Здесь, на уровне четвёртого этажа во дворе-колодце дома на Стремянной улице, серая июльская ночь пахла балтийским ветерком, остывающей жестью крыши и совсем немного – варёной курицей из чьего-то распахнутого кухонного окна. «И тем не менее… – думал Тарарам. – И тем не менее что мы имеем? Немало. Мы выяснили, что реальность, случись надавить на неё с упорством, вдохновением, всерьёз, сдаётся, щёлкает, как мячик для пинг-понга, и тут же из-под целлулоида, из трещинки в тугом боку, стреляет молния. То есть бьёт струйка той чародейской метафизики, которая живёт внутри реальности, как пламя в спичке. Ну или как зрение в глазу». Рома помял ладонями лицо, несколько огорчённый неопределённостью вывода. «Но ведь было же, было что-то ещё, что-то невероятное… Что-то ведь я почувствовал…»

Улилям

Улилям приятен мне. Потому что всегда приятен желанный плод трудов.

В сыром городе, окуренном нефтяными дымами, вокруг конфетной фабрики витает сладкий дух какао и ванили. Там варят шоколад – счастье лакомок. Прохожие вдыхают аромат и улыбаются под масками своей суровости.
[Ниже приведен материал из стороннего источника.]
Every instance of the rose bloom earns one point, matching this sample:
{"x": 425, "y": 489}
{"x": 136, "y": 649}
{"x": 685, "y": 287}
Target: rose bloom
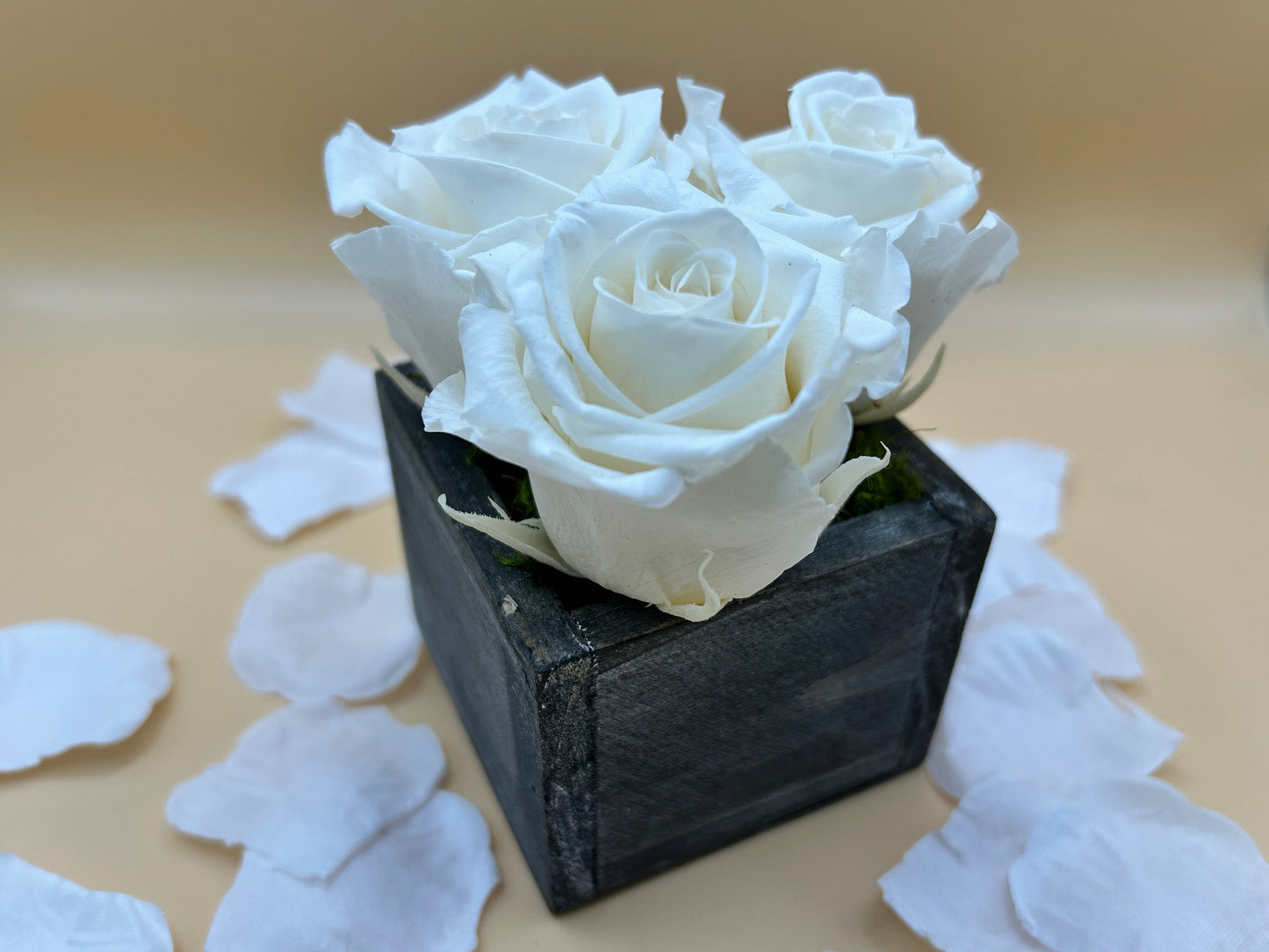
{"x": 472, "y": 190}
{"x": 853, "y": 153}
{"x": 675, "y": 379}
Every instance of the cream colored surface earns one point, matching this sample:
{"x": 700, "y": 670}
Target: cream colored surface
{"x": 164, "y": 270}
{"x": 109, "y": 438}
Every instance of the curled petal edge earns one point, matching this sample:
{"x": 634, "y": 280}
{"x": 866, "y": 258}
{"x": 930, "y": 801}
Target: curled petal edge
{"x": 527, "y": 537}
{"x": 903, "y": 396}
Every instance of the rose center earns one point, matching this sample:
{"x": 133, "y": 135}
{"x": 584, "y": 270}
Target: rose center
{"x": 673, "y": 274}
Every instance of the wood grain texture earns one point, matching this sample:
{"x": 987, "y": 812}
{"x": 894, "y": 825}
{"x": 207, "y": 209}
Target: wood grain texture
{"x": 622, "y": 740}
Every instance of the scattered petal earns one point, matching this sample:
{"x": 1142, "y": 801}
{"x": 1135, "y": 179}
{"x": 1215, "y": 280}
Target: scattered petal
{"x": 302, "y": 479}
{"x": 952, "y": 888}
{"x": 311, "y": 783}
{"x": 1134, "y": 864}
{"x": 1020, "y": 481}
{"x": 419, "y": 886}
{"x": 340, "y": 401}
{"x": 65, "y": 684}
{"x": 40, "y": 912}
{"x": 1075, "y": 618}
{"x": 1015, "y": 563}
{"x": 319, "y": 627}
{"x": 1023, "y": 706}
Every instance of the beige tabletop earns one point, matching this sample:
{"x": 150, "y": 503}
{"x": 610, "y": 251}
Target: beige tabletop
{"x": 164, "y": 272}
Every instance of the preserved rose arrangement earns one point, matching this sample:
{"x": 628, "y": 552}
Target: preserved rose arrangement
{"x": 667, "y": 364}
{"x": 673, "y": 336}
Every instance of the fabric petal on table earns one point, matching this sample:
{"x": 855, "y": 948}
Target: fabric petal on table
{"x": 311, "y": 783}
{"x": 319, "y": 627}
{"x": 1075, "y": 618}
{"x": 1134, "y": 864}
{"x": 1015, "y": 563}
{"x": 302, "y": 479}
{"x": 40, "y": 912}
{"x": 340, "y": 401}
{"x": 952, "y": 888}
{"x": 1020, "y": 481}
{"x": 65, "y": 684}
{"x": 419, "y": 886}
{"x": 1023, "y": 706}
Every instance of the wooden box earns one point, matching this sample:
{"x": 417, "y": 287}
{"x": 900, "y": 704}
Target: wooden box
{"x": 622, "y": 740}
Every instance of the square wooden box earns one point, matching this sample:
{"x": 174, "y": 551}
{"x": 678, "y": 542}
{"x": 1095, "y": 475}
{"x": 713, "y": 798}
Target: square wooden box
{"x": 622, "y": 740}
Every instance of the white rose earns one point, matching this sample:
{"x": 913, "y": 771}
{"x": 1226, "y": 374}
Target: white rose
{"x": 675, "y": 379}
{"x": 471, "y": 191}
{"x": 852, "y": 151}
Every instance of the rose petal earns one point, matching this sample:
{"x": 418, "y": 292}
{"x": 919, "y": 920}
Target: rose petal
{"x": 1075, "y": 618}
{"x": 320, "y": 627}
{"x": 421, "y": 290}
{"x": 40, "y": 912}
{"x": 1015, "y": 563}
{"x": 1023, "y": 706}
{"x": 419, "y": 886}
{"x": 1132, "y": 864}
{"x": 725, "y": 537}
{"x": 340, "y": 401}
{"x": 311, "y": 783}
{"x": 479, "y": 194}
{"x": 952, "y": 888}
{"x": 364, "y": 173}
{"x": 1020, "y": 481}
{"x": 947, "y": 264}
{"x": 302, "y": 479}
{"x": 65, "y": 684}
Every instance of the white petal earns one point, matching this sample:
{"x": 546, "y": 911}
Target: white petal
{"x": 1132, "y": 864}
{"x": 1020, "y": 481}
{"x": 1023, "y": 706}
{"x": 724, "y": 537}
{"x": 419, "y": 288}
{"x": 641, "y": 127}
{"x": 311, "y": 783}
{"x": 40, "y": 912}
{"x": 952, "y": 888}
{"x": 363, "y": 173}
{"x": 340, "y": 401}
{"x": 947, "y": 264}
{"x": 302, "y": 479}
{"x": 421, "y": 886}
{"x": 320, "y": 627}
{"x": 567, "y": 162}
{"x": 1075, "y": 618}
{"x": 479, "y": 193}
{"x": 1015, "y": 563}
{"x": 63, "y": 684}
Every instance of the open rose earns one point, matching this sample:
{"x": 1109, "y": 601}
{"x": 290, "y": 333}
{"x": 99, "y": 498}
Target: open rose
{"x": 852, "y": 151}
{"x": 675, "y": 379}
{"x": 470, "y": 191}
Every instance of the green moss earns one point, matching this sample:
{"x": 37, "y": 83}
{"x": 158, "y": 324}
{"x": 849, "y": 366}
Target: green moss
{"x": 512, "y": 559}
{"x": 510, "y": 482}
{"x": 898, "y": 482}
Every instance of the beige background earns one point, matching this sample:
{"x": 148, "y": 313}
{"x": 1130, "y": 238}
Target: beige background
{"x": 164, "y": 270}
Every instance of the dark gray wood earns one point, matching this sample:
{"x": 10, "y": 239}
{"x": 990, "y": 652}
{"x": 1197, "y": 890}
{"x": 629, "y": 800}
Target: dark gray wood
{"x": 622, "y": 740}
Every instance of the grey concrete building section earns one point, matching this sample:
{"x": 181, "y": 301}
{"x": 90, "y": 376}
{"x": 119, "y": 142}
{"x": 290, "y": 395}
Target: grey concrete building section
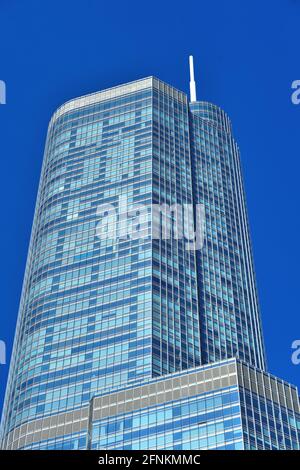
{"x": 173, "y": 387}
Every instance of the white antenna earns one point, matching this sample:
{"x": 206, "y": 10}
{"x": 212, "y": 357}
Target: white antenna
{"x": 192, "y": 80}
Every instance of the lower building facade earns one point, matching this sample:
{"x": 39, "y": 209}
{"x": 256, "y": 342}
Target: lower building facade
{"x": 227, "y": 405}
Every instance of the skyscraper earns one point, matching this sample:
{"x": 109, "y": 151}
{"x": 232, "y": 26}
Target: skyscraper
{"x": 128, "y": 342}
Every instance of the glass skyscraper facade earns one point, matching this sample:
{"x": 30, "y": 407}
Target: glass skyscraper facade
{"x": 138, "y": 342}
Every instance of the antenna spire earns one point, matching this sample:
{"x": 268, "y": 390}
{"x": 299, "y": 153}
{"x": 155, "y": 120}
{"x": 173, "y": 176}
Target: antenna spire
{"x": 192, "y": 80}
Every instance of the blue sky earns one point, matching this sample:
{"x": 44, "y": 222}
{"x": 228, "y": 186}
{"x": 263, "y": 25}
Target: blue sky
{"x": 246, "y": 58}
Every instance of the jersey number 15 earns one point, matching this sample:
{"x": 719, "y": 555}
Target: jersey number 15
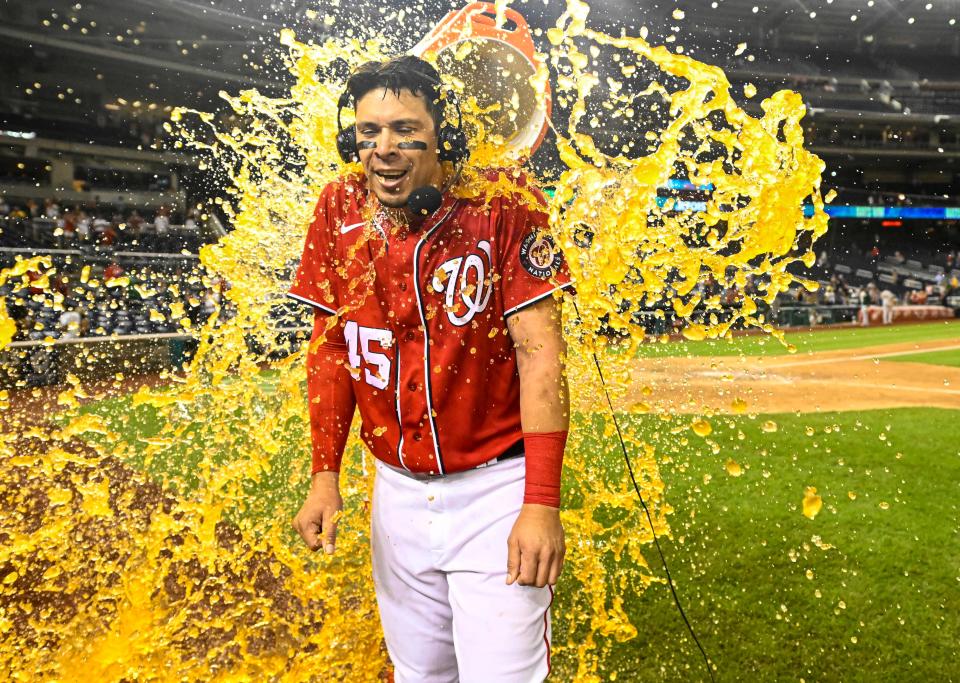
{"x": 376, "y": 364}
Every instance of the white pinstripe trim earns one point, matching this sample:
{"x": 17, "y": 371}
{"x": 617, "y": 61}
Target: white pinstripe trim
{"x": 426, "y": 334}
{"x": 534, "y": 300}
{"x": 305, "y": 300}
{"x": 399, "y": 414}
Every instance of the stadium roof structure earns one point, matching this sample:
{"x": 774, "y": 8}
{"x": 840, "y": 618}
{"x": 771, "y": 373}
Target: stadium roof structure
{"x": 71, "y": 63}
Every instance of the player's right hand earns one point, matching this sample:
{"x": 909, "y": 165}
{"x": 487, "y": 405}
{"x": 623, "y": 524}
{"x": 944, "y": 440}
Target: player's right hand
{"x": 316, "y": 522}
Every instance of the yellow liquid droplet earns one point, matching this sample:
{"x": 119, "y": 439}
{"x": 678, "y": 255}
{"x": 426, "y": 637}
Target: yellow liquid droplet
{"x": 701, "y": 427}
{"x": 812, "y": 503}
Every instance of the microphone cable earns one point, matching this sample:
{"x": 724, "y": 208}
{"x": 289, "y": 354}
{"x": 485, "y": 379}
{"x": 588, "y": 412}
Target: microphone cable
{"x": 646, "y": 509}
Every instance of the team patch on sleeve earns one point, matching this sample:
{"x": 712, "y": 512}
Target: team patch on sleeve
{"x": 540, "y": 256}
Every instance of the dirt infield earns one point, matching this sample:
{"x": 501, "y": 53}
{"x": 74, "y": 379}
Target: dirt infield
{"x": 850, "y": 379}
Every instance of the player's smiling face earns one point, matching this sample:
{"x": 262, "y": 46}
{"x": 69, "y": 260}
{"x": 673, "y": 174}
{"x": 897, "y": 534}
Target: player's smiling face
{"x": 385, "y": 121}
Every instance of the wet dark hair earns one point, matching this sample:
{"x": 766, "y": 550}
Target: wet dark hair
{"x": 400, "y": 73}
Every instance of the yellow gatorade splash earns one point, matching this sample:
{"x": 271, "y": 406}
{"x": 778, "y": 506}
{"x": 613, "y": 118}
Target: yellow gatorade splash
{"x": 147, "y": 536}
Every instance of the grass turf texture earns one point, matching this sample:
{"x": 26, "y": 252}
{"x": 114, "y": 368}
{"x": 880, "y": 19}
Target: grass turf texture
{"x": 741, "y": 561}
{"x": 951, "y": 358}
{"x": 742, "y": 546}
{"x": 830, "y": 339}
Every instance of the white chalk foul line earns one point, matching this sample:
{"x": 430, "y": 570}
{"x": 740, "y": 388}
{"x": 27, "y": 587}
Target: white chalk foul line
{"x": 871, "y": 356}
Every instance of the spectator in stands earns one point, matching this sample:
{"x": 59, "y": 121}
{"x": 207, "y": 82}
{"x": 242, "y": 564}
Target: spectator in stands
{"x": 71, "y": 323}
{"x": 51, "y": 209}
{"x": 113, "y": 271}
{"x": 108, "y": 236}
{"x": 864, "y": 299}
{"x": 161, "y": 225}
{"x": 135, "y": 222}
{"x": 887, "y": 301}
{"x": 67, "y": 225}
{"x": 191, "y": 221}
{"x": 99, "y": 224}
{"x": 83, "y": 226}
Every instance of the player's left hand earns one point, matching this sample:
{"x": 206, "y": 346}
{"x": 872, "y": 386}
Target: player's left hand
{"x": 535, "y": 547}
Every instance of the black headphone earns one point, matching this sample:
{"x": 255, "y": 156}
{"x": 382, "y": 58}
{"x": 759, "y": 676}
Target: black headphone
{"x": 451, "y": 140}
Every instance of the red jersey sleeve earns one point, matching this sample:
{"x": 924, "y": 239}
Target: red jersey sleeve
{"x": 315, "y": 279}
{"x": 531, "y": 264}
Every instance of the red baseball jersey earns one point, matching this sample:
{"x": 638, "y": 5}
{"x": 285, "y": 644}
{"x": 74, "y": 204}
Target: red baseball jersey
{"x": 423, "y": 317}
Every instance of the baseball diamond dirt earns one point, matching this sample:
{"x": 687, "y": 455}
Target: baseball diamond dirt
{"x": 849, "y": 379}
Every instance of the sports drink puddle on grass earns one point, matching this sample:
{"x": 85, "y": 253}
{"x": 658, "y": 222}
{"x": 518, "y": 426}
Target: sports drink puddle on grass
{"x": 146, "y": 536}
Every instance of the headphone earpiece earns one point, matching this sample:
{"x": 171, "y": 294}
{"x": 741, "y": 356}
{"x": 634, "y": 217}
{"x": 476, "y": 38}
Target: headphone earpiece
{"x": 346, "y": 137}
{"x": 347, "y": 144}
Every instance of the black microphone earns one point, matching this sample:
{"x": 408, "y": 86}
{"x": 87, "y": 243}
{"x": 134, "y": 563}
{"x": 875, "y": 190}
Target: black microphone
{"x": 423, "y": 201}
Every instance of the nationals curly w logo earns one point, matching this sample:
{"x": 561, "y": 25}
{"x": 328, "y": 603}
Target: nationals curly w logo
{"x": 465, "y": 283}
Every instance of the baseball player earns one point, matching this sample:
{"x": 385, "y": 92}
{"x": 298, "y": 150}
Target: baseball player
{"x": 444, "y": 331}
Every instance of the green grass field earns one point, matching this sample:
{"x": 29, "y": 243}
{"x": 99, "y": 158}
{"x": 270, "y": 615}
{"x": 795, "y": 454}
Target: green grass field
{"x": 831, "y": 339}
{"x": 882, "y": 604}
{"x": 768, "y": 602}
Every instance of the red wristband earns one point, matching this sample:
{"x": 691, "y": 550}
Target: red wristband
{"x": 544, "y": 458}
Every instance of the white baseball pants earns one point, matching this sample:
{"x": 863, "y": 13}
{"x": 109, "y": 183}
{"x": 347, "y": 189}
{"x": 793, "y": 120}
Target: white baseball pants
{"x": 440, "y": 568}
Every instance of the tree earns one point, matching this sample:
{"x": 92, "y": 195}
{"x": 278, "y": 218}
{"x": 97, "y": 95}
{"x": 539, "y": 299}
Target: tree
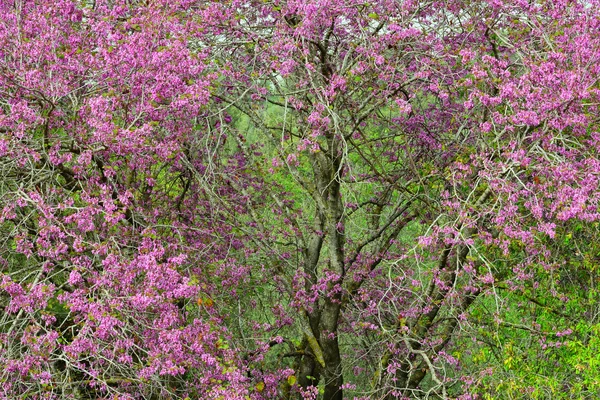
{"x": 291, "y": 199}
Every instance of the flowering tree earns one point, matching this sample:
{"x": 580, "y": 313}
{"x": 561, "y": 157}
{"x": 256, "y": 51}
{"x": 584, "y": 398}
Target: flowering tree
{"x": 295, "y": 199}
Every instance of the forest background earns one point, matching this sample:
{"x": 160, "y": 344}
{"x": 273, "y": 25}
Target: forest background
{"x": 293, "y": 199}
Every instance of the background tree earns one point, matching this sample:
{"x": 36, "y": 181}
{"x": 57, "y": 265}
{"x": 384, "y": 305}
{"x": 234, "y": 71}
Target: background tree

Там, под масками, им видятся детские сны. А запаху всё равно. Шоколад и его дух не знают, что для кого-то стали усладой. Люди, научившись жить во лжи, уверяют, что вещи заботятся о них. Но это не так. Вещи о них не заботятся. Вещи о них думать не думают. По большому счёту, вещам на них плевать. Человек создал лакомство для радости, не спросив какао и ваниль, хотят ли они этого, согласны ли угождать. Вот и я не спросил человека, запустив его в свою давильню, согласен ли он стать пищей. Его дело – сидеть на грядке ровно.